Though he does, in one place, assert his rights as a Roman citizen, but that is a judicial matter, and a matter of legal right, rather than a personal or spiritual issue. It was a right granted to him by men, which, at a certain time, he chose to make use of, expediently, Acts 21:39.

It is also conspicuous that Paul’s ministry is to minister what he himself has and what he himself experiences. He does not minister what is not his. He does not ever quote anyone else, other than scripture and a single poetic expression regarding Cretans, uttered by a fellow-Cretan : a shrewd move when criticising persons ethnically, to quote the criticism in the mouth of one of their own, Titus 1:12.

Aristotle, Plato and other like persons are utterly absent from Paul’s writings. Scripture is his only reference, and that not as interpreted by others, but solely the reference itself. Paul never ‘steals his words from his neighbour’, Jeremiah 23:30. It all comes from his own meditations, his own knowledge of scripture and from his own personal experience.

He ministers from out of his own union with Christ.

‘Be ye followers of me,’ he says,’ as I follow Christ,’ 1 Corinthians 11:1.

He seeks not followers to himself.
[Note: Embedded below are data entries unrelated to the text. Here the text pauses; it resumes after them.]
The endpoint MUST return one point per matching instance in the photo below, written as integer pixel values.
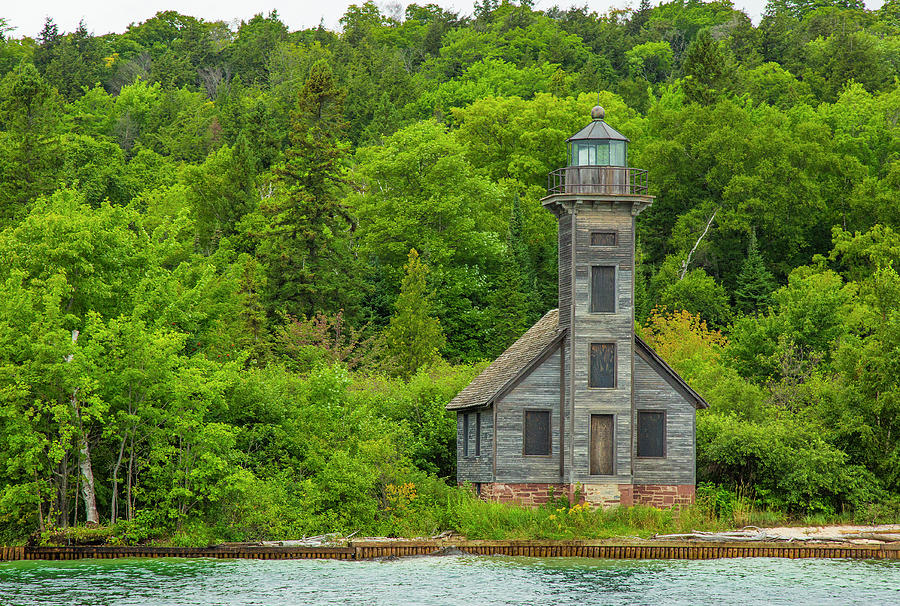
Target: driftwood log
(751, 533)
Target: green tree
(30, 158)
(708, 70)
(414, 337)
(306, 245)
(514, 298)
(755, 283)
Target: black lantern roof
(598, 129)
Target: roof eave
(673, 378)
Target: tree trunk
(87, 484)
(84, 462)
(129, 506)
(114, 501)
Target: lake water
(450, 580)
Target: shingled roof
(668, 373)
(530, 349)
(503, 372)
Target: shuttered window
(603, 288)
(651, 433)
(536, 432)
(604, 238)
(603, 365)
(466, 435)
(478, 434)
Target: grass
(459, 510)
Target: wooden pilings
(364, 550)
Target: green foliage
(225, 218)
(413, 337)
(753, 291)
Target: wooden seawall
(364, 550)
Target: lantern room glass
(598, 152)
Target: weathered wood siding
(653, 392)
(616, 327)
(565, 270)
(538, 391)
(474, 468)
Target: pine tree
(414, 337)
(755, 283)
(307, 246)
(514, 299)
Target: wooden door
(602, 445)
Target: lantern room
(598, 163)
(598, 144)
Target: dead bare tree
(687, 261)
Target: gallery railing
(614, 180)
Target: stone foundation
(536, 494)
(529, 495)
(664, 496)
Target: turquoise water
(450, 580)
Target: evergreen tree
(414, 337)
(708, 71)
(307, 246)
(755, 283)
(514, 299)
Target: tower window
(651, 432)
(603, 365)
(603, 288)
(536, 432)
(604, 238)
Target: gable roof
(531, 349)
(668, 373)
(504, 372)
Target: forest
(244, 268)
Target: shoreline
(374, 549)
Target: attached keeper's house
(580, 400)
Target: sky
(105, 16)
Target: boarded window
(603, 238)
(478, 434)
(603, 365)
(651, 433)
(466, 435)
(537, 432)
(602, 462)
(603, 288)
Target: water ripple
(449, 580)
He labours not to form an entourage, though some voluntarily joined with him and accompanied him and laboured with him. But sometimes not : sometimes he finds himself alone : all have forsaken, but one or two, 2 Timothy 4:10. ‘All seek their own things and not the things which be Jesus Christ’s,‘ Philippians 2:21.

But, whether in want, or whether in prosperity, Paul learned to be content, Philippians 4:12. Christ was enough : to live unto and to die unto, Romans 14:8. To befriend in this world and to be with, for ever : Paul’s only dilemma being whether to depart and be with his Lord, or to remain and help others, Philippians 1:23.
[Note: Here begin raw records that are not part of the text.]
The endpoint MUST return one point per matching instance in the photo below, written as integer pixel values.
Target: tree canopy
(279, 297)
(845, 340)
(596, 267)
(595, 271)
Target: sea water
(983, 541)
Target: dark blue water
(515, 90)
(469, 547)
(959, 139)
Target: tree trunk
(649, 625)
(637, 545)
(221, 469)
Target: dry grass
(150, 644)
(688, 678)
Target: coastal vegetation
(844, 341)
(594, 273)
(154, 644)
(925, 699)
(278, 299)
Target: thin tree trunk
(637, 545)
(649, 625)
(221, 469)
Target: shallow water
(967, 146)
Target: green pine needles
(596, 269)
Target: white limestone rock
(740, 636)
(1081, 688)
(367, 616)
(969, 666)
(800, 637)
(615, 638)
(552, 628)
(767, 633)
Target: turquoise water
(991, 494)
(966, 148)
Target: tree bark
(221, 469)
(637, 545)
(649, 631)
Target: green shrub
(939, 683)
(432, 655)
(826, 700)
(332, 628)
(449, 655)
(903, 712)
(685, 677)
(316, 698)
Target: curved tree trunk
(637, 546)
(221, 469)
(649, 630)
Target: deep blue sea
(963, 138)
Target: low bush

B -- Paul’s Introduction in Galatians, Specifically Examined

Paul begins the first verses of his epistle to the churches of Galatia, naming himself, Paul, and immediately titling himself, apostle. And the original says exactly that - Paul apostle. In Greek, to say ‘the apostle‘ would denote that there was only one. And the absence of the article does not actually give warrant to add our English ‘indefinite article’ (neither Hebrew nor Greek need one nor want one).

And immediately, he denies, with his third word, receiving his apostleship from any human source whatsoever, either in origin, ‘of men’, or in agency ‘by man’. Paul expresses his apostleship to be by Jesus Christ, directly and without any intermediate.

No institution. No governing body. No approval. No appointment, No exams. No graduation.

Nothing.

All of it was personal, between himself and his Lord. None else stood in between.

This is what gave Paul his authority. This is that alone which prompted his ministry, his apostleship and his epistle - that all was directly from Jesus Christ and through himself, personally.

What he was, he was because Jesus Christ had chosen him, ‘a chosen vessel’ Acts 9:15.

Nor, after that choice being made known, did he confer with any other, but he went into Arabia and then to Damascus. Three years later he stayed with Peter for a fortnight, but saw none other. Fourteen years later he went to Jerusalem, due to controversy.

But he gave place to none, for those who seemed to be somewhat, in conference added nothing to him that he did not already have.

And where had he received it ? He received it from the same source that Peter had received it : from Jesus Christ, personally.

This - and nothing else - is apostleship. These are the Ministers, sent of Jesus Christ.

And this - thoroughly, absolutely and continuously - is personal.

This is what gives Paul such authority that his epistles are read, and studied, world-wide, to this day.